Aidan. The flower girl. I could still hear Ella’s little voice: What’s a slut, Mommy? There was surely an explanation. I just needed to hear it. And I needed to figure out a way to get Stella to tell me without having to ask her outright. Because I liked Stella, and I wasn’t sure our relationship could survive that kind of direct accusation.
“Things with Aidan never change.” She shrugged, frowned. “I just have to accept that I have no control over what he does. Maybe Aidan will end up fine, and maybe he won’t. That’s terrifying, but it’s also reality. I can’t drive myself crazy waiting to see how he’ll turn out.”
“Maybe he needs a girlfriend,” I said. “You know, somebody to keep him in line.”
“Bite your tongue,” Stella said. “The one thing—probably the only thing—we have going for us is that Aidan doesn’t have a girlfriend.”
When I got home, I stood in the open door, staring down at the box, afraid to open it. Finally I crouched down and jerked off the lid as if ripping off a Band-Aid. My pulse was racing when I looked in, but Steve had been right, just some ordinary files.
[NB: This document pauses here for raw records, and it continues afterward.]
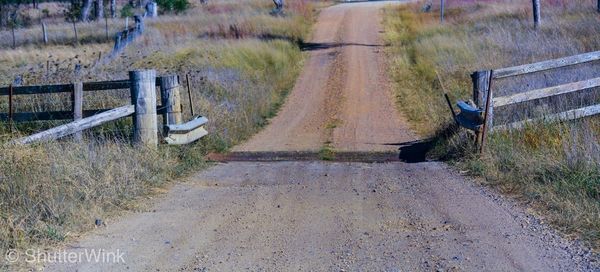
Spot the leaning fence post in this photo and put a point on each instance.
(481, 80)
(488, 119)
(77, 99)
(143, 96)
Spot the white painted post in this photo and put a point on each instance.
(143, 97)
(78, 106)
(171, 100)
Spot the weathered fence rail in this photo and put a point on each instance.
(480, 116)
(142, 86)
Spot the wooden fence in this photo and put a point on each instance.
(480, 116)
(142, 86)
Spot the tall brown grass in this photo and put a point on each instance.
(555, 167)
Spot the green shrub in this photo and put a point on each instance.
(177, 6)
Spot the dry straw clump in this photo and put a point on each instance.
(554, 167)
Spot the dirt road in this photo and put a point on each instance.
(342, 97)
(333, 216)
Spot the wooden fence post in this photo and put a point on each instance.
(536, 13)
(75, 30)
(12, 28)
(481, 81)
(143, 96)
(77, 99)
(171, 100)
(442, 6)
(44, 33)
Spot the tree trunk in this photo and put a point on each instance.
(85, 10)
(536, 13)
(113, 8)
(99, 9)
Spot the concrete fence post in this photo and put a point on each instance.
(481, 81)
(143, 97)
(170, 92)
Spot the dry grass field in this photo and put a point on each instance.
(555, 168)
(241, 62)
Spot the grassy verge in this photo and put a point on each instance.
(555, 168)
(50, 192)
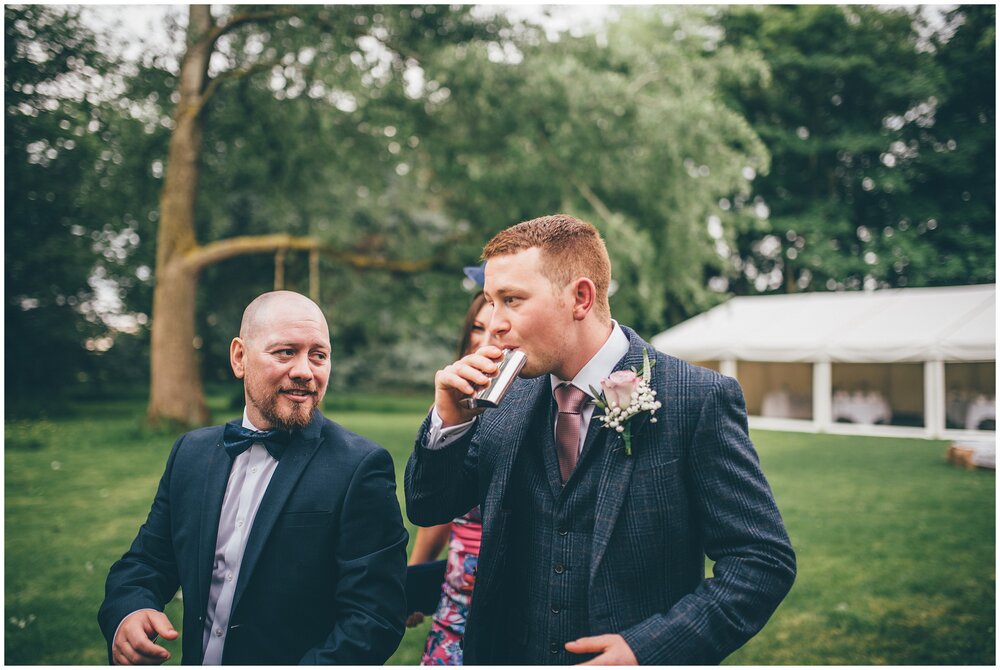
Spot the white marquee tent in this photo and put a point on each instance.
(925, 347)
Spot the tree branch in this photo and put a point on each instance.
(243, 18)
(220, 250)
(582, 187)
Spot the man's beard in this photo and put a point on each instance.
(268, 408)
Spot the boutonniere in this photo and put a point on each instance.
(627, 395)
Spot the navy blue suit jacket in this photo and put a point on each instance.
(692, 488)
(324, 568)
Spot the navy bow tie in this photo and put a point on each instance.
(237, 439)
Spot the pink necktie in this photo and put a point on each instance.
(570, 400)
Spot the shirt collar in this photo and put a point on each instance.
(246, 421)
(601, 365)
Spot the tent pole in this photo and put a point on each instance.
(822, 395)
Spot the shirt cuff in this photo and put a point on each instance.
(440, 437)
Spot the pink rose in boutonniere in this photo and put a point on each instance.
(627, 395)
(619, 388)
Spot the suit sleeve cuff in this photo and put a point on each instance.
(439, 437)
(115, 636)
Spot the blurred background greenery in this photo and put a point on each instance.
(721, 151)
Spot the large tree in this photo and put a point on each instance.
(625, 127)
(881, 135)
(282, 42)
(72, 209)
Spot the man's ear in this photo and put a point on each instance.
(237, 357)
(584, 297)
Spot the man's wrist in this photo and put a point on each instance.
(440, 436)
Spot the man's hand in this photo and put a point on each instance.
(134, 639)
(460, 380)
(613, 650)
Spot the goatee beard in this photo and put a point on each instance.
(295, 420)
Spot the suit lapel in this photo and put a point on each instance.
(616, 473)
(219, 464)
(507, 429)
(511, 426)
(286, 475)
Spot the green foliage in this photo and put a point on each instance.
(625, 129)
(895, 548)
(70, 204)
(868, 121)
(741, 149)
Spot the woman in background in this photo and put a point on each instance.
(463, 536)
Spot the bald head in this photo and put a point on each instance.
(270, 309)
(283, 357)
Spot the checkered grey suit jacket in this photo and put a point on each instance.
(692, 488)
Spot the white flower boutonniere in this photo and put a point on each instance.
(626, 395)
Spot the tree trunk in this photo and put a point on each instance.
(175, 383)
(176, 392)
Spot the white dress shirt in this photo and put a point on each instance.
(597, 368)
(248, 479)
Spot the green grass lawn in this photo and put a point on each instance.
(896, 549)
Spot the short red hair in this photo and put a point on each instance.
(570, 248)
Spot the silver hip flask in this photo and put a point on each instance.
(490, 396)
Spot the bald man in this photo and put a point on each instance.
(282, 529)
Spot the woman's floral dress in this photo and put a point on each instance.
(444, 642)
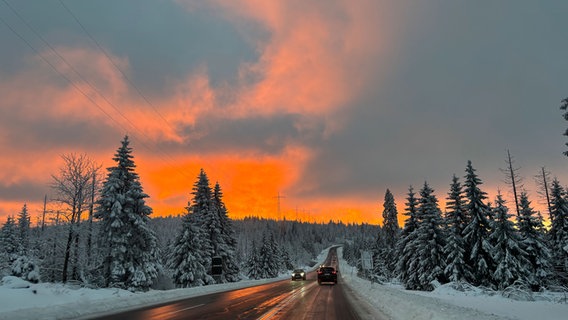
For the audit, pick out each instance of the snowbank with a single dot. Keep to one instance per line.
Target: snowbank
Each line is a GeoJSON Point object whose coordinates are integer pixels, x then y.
{"type": "Point", "coordinates": [20, 299]}
{"type": "Point", "coordinates": [448, 303]}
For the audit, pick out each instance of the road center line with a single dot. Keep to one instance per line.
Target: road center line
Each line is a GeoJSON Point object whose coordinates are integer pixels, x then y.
{"type": "Point", "coordinates": [292, 296]}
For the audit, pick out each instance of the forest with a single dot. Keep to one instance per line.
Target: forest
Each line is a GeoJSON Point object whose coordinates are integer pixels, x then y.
{"type": "Point", "coordinates": [103, 236]}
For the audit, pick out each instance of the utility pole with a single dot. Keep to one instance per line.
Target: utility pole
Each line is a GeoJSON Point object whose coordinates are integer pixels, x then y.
{"type": "Point", "coordinates": [43, 215]}
{"type": "Point", "coordinates": [279, 197]}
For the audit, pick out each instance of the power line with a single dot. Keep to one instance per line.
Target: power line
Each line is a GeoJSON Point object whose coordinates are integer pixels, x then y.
{"type": "Point", "coordinates": [77, 87]}
{"type": "Point", "coordinates": [105, 53]}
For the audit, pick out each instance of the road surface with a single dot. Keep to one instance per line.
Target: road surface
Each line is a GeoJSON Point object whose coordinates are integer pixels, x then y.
{"type": "Point", "coordinates": [278, 300]}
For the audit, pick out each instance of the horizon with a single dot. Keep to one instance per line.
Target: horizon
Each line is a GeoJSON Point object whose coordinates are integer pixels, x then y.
{"type": "Point", "coordinates": [325, 105]}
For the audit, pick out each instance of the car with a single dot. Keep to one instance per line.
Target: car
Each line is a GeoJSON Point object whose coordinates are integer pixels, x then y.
{"type": "Point", "coordinates": [298, 274]}
{"type": "Point", "coordinates": [327, 274]}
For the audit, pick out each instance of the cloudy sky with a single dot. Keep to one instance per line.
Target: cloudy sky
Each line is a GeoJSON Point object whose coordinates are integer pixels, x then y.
{"type": "Point", "coordinates": [326, 102]}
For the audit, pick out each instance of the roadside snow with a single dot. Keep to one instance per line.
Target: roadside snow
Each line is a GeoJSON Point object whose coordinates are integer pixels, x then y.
{"type": "Point", "coordinates": [22, 300]}
{"type": "Point", "coordinates": [447, 303]}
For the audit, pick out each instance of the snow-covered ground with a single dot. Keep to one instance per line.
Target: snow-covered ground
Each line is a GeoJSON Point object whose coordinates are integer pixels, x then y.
{"type": "Point", "coordinates": [22, 300]}
{"type": "Point", "coordinates": [447, 303]}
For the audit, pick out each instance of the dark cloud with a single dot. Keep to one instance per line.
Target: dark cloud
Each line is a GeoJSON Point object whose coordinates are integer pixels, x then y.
{"type": "Point", "coordinates": [468, 83]}
{"type": "Point", "coordinates": [24, 191]}
{"type": "Point", "coordinates": [270, 135]}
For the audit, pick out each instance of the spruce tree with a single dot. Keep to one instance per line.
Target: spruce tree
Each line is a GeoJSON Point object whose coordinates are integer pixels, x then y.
{"type": "Point", "coordinates": [253, 266]}
{"type": "Point", "coordinates": [558, 235]}
{"type": "Point", "coordinates": [405, 246]}
{"type": "Point", "coordinates": [129, 246]}
{"type": "Point", "coordinates": [391, 232]}
{"type": "Point", "coordinates": [24, 231]}
{"type": "Point", "coordinates": [510, 259]}
{"type": "Point", "coordinates": [205, 217]}
{"type": "Point", "coordinates": [456, 269]}
{"type": "Point", "coordinates": [476, 233]}
{"type": "Point", "coordinates": [429, 240]}
{"type": "Point", "coordinates": [227, 248]}
{"type": "Point", "coordinates": [531, 230]}
{"type": "Point", "coordinates": [9, 244]}
{"type": "Point", "coordinates": [189, 255]}
{"type": "Point", "coordinates": [9, 238]}
{"type": "Point", "coordinates": [390, 220]}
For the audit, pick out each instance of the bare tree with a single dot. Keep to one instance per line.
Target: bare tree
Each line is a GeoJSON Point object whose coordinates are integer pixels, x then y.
{"type": "Point", "coordinates": [513, 179]}
{"type": "Point", "coordinates": [542, 180]}
{"type": "Point", "coordinates": [73, 189]}
{"type": "Point", "coordinates": [564, 106]}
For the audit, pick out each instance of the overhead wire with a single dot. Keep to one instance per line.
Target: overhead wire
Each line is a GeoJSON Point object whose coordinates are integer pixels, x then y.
{"type": "Point", "coordinates": [161, 153]}
{"type": "Point", "coordinates": [109, 58]}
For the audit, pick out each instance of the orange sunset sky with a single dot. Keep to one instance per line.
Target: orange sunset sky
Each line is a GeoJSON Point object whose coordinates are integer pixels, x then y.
{"type": "Point", "coordinates": [325, 103]}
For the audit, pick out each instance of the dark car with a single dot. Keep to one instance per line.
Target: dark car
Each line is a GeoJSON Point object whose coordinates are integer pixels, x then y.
{"type": "Point", "coordinates": [298, 274]}
{"type": "Point", "coordinates": [327, 274]}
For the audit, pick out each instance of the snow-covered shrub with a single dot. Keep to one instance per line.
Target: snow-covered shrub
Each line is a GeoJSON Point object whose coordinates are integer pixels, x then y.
{"type": "Point", "coordinates": [519, 290]}
{"type": "Point", "coordinates": [26, 268]}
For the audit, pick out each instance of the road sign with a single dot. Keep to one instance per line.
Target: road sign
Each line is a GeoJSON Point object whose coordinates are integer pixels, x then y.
{"type": "Point", "coordinates": [366, 260]}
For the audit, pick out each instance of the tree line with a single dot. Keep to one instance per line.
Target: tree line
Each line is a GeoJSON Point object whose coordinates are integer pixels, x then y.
{"type": "Point", "coordinates": [101, 235]}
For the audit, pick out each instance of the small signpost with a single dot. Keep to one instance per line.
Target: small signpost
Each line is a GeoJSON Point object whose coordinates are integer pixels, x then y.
{"type": "Point", "coordinates": [217, 268]}
{"type": "Point", "coordinates": [367, 263]}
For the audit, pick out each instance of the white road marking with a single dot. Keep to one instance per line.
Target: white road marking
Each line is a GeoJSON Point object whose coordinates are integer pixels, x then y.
{"type": "Point", "coordinates": [292, 296]}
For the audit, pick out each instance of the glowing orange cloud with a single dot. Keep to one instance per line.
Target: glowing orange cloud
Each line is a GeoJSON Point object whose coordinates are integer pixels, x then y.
{"type": "Point", "coordinates": [312, 63]}
{"type": "Point", "coordinates": [249, 183]}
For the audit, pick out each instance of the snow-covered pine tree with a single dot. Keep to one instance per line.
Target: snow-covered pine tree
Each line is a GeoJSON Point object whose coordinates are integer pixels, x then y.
{"type": "Point", "coordinates": [269, 262]}
{"type": "Point", "coordinates": [510, 259]}
{"type": "Point", "coordinates": [454, 250]}
{"type": "Point", "coordinates": [476, 233]}
{"type": "Point", "coordinates": [558, 234]}
{"type": "Point", "coordinates": [227, 243]}
{"type": "Point", "coordinates": [531, 230]}
{"type": "Point", "coordinates": [204, 216]}
{"type": "Point", "coordinates": [429, 240]}
{"type": "Point", "coordinates": [407, 255]}
{"type": "Point", "coordinates": [129, 246]}
{"type": "Point", "coordinates": [24, 231]}
{"type": "Point", "coordinates": [390, 220]}
{"type": "Point", "coordinates": [189, 254]}
{"type": "Point", "coordinates": [9, 243]}
{"type": "Point", "coordinates": [253, 266]}
{"type": "Point", "coordinates": [380, 256]}
{"type": "Point", "coordinates": [391, 233]}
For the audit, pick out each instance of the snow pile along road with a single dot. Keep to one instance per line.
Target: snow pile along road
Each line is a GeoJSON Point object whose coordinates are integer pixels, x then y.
{"type": "Point", "coordinates": [447, 303]}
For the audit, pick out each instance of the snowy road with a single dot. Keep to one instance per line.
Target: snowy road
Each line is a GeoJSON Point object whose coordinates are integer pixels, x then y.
{"type": "Point", "coordinates": [279, 300]}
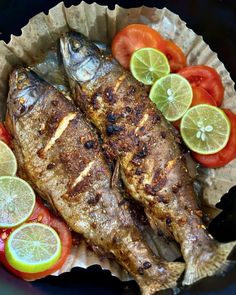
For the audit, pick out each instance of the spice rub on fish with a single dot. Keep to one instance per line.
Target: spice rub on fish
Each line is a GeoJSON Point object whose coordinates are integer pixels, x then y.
{"type": "Point", "coordinates": [59, 154]}
{"type": "Point", "coordinates": [152, 164]}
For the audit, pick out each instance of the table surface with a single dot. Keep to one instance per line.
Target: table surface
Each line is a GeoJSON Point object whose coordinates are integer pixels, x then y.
{"type": "Point", "coordinates": [216, 22]}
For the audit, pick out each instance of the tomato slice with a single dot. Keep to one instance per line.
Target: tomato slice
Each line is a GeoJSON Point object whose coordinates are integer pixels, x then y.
{"type": "Point", "coordinates": [4, 135]}
{"type": "Point", "coordinates": [227, 154]}
{"type": "Point", "coordinates": [207, 78]}
{"type": "Point", "coordinates": [175, 55]}
{"type": "Point", "coordinates": [66, 240]}
{"type": "Point", "coordinates": [133, 37]}
{"type": "Point", "coordinates": [200, 96]}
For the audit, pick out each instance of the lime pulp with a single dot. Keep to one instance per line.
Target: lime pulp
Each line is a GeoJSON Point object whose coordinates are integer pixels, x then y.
{"type": "Point", "coordinates": [205, 129]}
{"type": "Point", "coordinates": [33, 247]}
{"type": "Point", "coordinates": [148, 65]}
{"type": "Point", "coordinates": [172, 95]}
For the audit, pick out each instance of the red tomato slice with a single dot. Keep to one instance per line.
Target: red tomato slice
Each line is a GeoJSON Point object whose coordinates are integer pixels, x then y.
{"type": "Point", "coordinates": [207, 78]}
{"type": "Point", "coordinates": [4, 135]}
{"type": "Point", "coordinates": [224, 156]}
{"type": "Point", "coordinates": [66, 239]}
{"type": "Point", "coordinates": [175, 55]}
{"type": "Point", "coordinates": [200, 96]}
{"type": "Point", "coordinates": [40, 213]}
{"type": "Point", "coordinates": [133, 37]}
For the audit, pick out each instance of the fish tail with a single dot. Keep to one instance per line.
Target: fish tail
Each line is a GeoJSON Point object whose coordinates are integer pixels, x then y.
{"type": "Point", "coordinates": [153, 285]}
{"type": "Point", "coordinates": [209, 265]}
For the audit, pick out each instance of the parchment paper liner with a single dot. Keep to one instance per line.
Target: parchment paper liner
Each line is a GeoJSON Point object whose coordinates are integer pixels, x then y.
{"type": "Point", "coordinates": [99, 23]}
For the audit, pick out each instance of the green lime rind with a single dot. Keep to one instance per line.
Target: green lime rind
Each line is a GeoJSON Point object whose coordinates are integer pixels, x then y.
{"type": "Point", "coordinates": [149, 64]}
{"type": "Point", "coordinates": [172, 95]}
{"type": "Point", "coordinates": [205, 129]}
{"type": "Point", "coordinates": [33, 248]}
{"type": "Point", "coordinates": [8, 164]}
{"type": "Point", "coordinates": [17, 201]}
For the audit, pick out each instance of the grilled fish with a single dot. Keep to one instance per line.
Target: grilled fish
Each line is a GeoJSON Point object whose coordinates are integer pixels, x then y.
{"type": "Point", "coordinates": [152, 165]}
{"type": "Point", "coordinates": [58, 152]}
{"type": "Point", "coordinates": [51, 69]}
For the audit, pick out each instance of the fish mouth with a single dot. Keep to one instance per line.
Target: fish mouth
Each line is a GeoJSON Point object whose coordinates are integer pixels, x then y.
{"type": "Point", "coordinates": [25, 91]}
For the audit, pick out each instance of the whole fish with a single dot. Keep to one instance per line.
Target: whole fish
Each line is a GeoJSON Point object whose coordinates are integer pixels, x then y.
{"type": "Point", "coordinates": [51, 69]}
{"type": "Point", "coordinates": [136, 134]}
{"type": "Point", "coordinates": [58, 152]}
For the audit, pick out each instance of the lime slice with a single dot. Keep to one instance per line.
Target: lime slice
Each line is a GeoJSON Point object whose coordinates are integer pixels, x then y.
{"type": "Point", "coordinates": [33, 247]}
{"type": "Point", "coordinates": [149, 64]}
{"type": "Point", "coordinates": [17, 200]}
{"type": "Point", "coordinates": [205, 129]}
{"type": "Point", "coordinates": [172, 95]}
{"type": "Point", "coordinates": [8, 165]}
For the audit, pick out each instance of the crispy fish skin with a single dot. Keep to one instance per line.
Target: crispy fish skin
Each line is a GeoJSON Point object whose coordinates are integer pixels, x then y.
{"type": "Point", "coordinates": [152, 164]}
{"type": "Point", "coordinates": [59, 153]}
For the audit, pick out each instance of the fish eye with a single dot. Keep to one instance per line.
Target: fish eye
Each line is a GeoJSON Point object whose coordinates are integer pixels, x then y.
{"type": "Point", "coordinates": [75, 44]}
{"type": "Point", "coordinates": [21, 77]}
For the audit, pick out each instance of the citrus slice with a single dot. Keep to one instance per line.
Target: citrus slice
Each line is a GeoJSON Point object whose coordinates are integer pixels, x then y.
{"type": "Point", "coordinates": [33, 247]}
{"type": "Point", "coordinates": [172, 95]}
{"type": "Point", "coordinates": [8, 165]}
{"type": "Point", "coordinates": [17, 200]}
{"type": "Point", "coordinates": [205, 129]}
{"type": "Point", "coordinates": [149, 64]}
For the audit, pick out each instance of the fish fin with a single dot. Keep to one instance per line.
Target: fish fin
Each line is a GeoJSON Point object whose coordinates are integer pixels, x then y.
{"type": "Point", "coordinates": [115, 180]}
{"type": "Point", "coordinates": [153, 286]}
{"type": "Point", "coordinates": [218, 264]}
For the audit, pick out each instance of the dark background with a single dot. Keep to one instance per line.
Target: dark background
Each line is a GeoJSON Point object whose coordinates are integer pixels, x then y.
{"type": "Point", "coordinates": [216, 21]}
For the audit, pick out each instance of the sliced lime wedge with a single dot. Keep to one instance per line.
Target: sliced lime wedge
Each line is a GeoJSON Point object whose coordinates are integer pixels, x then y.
{"type": "Point", "coordinates": [33, 247]}
{"type": "Point", "coordinates": [205, 129]}
{"type": "Point", "coordinates": [8, 165]}
{"type": "Point", "coordinates": [149, 64]}
{"type": "Point", "coordinates": [17, 200]}
{"type": "Point", "coordinates": [172, 95]}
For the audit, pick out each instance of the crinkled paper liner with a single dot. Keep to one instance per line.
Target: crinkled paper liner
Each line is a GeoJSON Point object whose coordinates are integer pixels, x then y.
{"type": "Point", "coordinates": [100, 23]}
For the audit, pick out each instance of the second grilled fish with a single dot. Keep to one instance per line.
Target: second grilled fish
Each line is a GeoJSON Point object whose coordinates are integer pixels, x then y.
{"type": "Point", "coordinates": [59, 154]}
{"type": "Point", "coordinates": [152, 164]}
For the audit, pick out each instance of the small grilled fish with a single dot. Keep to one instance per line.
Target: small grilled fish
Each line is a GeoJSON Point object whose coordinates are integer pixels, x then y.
{"type": "Point", "coordinates": [152, 163]}
{"type": "Point", "coordinates": [58, 152]}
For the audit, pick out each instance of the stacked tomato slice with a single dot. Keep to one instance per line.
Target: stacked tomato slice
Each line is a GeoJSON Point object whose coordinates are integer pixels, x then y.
{"type": "Point", "coordinates": [205, 81]}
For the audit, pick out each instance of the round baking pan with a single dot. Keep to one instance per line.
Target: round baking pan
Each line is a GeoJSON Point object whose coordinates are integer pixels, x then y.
{"type": "Point", "coordinates": [216, 22]}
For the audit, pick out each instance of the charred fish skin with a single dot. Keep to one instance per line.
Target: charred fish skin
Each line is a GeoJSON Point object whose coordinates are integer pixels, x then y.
{"type": "Point", "coordinates": [152, 166]}
{"type": "Point", "coordinates": [59, 154]}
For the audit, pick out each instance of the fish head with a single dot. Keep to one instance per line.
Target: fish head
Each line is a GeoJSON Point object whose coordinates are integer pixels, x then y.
{"type": "Point", "coordinates": [81, 57]}
{"type": "Point", "coordinates": [25, 89]}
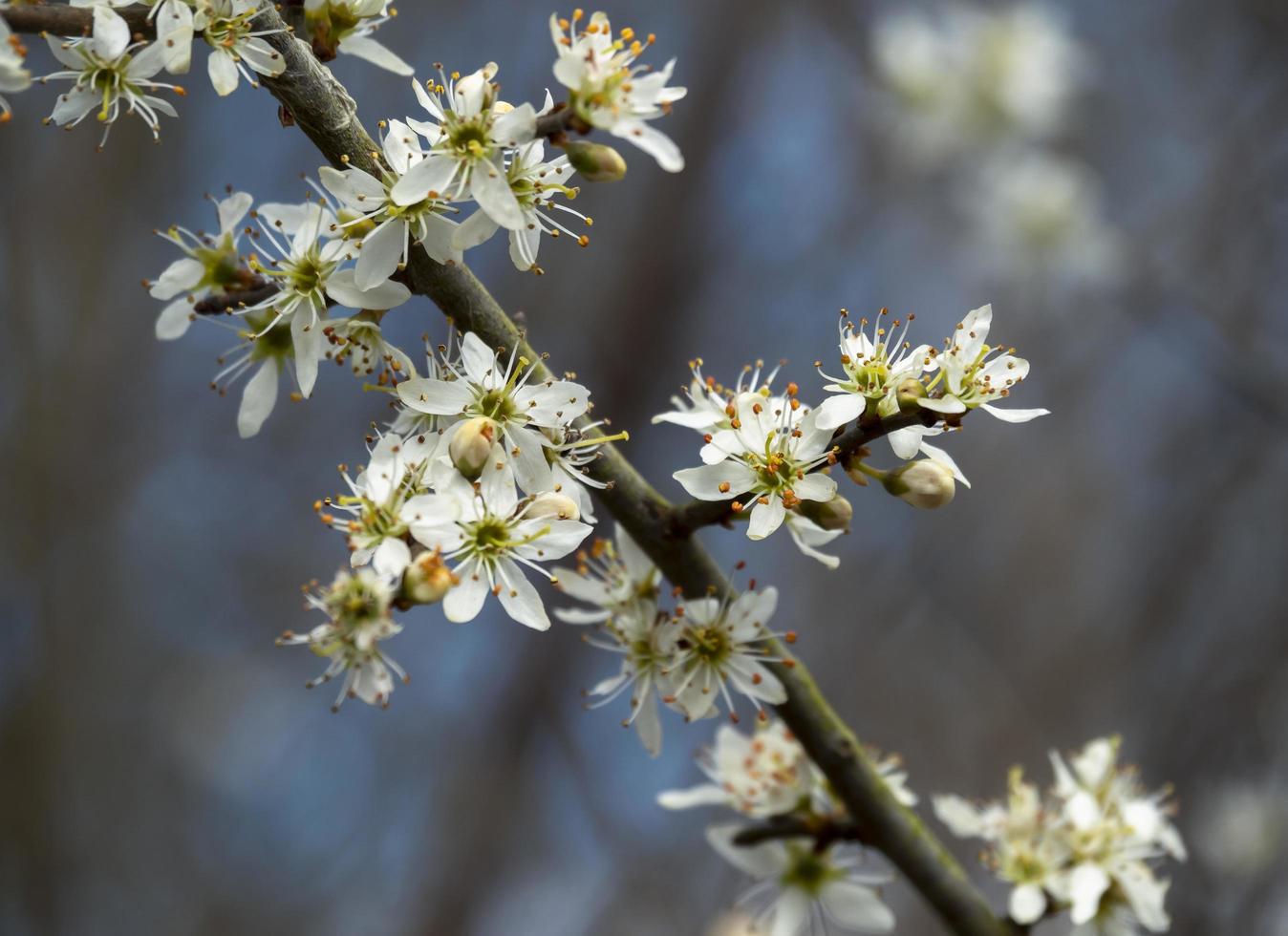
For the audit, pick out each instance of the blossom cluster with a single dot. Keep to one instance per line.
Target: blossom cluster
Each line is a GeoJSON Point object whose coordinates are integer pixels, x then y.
{"type": "Point", "coordinates": [991, 91]}
{"type": "Point", "coordinates": [1086, 847]}
{"type": "Point", "coordinates": [804, 883]}
{"type": "Point", "coordinates": [768, 454]}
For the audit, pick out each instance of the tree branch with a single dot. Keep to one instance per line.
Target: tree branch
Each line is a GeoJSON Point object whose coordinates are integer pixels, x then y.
{"type": "Point", "coordinates": [61, 19]}
{"type": "Point", "coordinates": [688, 518]}
{"type": "Point", "coordinates": [328, 115]}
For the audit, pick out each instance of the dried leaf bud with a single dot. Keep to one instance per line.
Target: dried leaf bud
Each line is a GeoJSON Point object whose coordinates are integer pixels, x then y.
{"type": "Point", "coordinates": [595, 161]}
{"type": "Point", "coordinates": [428, 580]}
{"type": "Point", "coordinates": [470, 448]}
{"type": "Point", "coordinates": [924, 483]}
{"type": "Point", "coordinates": [557, 506]}
{"type": "Point", "coordinates": [835, 514]}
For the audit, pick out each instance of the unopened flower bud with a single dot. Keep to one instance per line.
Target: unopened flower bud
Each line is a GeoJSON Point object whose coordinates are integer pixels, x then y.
{"type": "Point", "coordinates": [835, 514]}
{"type": "Point", "coordinates": [595, 161]}
{"type": "Point", "coordinates": [472, 446]}
{"type": "Point", "coordinates": [910, 392]}
{"type": "Point", "coordinates": [924, 483]}
{"type": "Point", "coordinates": [558, 506]}
{"type": "Point", "coordinates": [428, 580]}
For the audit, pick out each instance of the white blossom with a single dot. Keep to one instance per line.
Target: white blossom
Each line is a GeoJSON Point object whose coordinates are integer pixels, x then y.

I pulled one out at random. It was for a girl named Trisha Campbell from 2006. Inside were photocopies of a hodgepodge of Ridgedale University records—transcripts, dorm information, food-plan data. Trisha had been a good student, a double major in English and history who’d studied in Spain her junior year. I had Trisha’s file open in front of me as I pulled out another, this one from 2007. A girl named Rebecca Raynor. Inside was a slightly different mix of records. Rebecca had been a biology major with less impressive grades but several awards for music achievement. I put Rebecca’s file next to Trisha’s. Then I saw a name I recognized: Rose Gowan, 2014.
When I looked back at Trisha’s file, sure enough, there it was: VW, in the middle of her senior year. Rebecca had voluntarily withdrawn as well. As it turned out, every one of the students in that box—six, all female—had withdrawn voluntarily from Ridgedale University. One in 2006 and two in 2007, the remaining three from 2012 to 2014. The only obvious connection I could find was between the three girls who’d withdrawn in 2006 and 2007: They’d all taken the same American studies class, taught by a Professor Christine Carroll. Otherwise, the remaining girls’ schedules and backgrounds were completely different.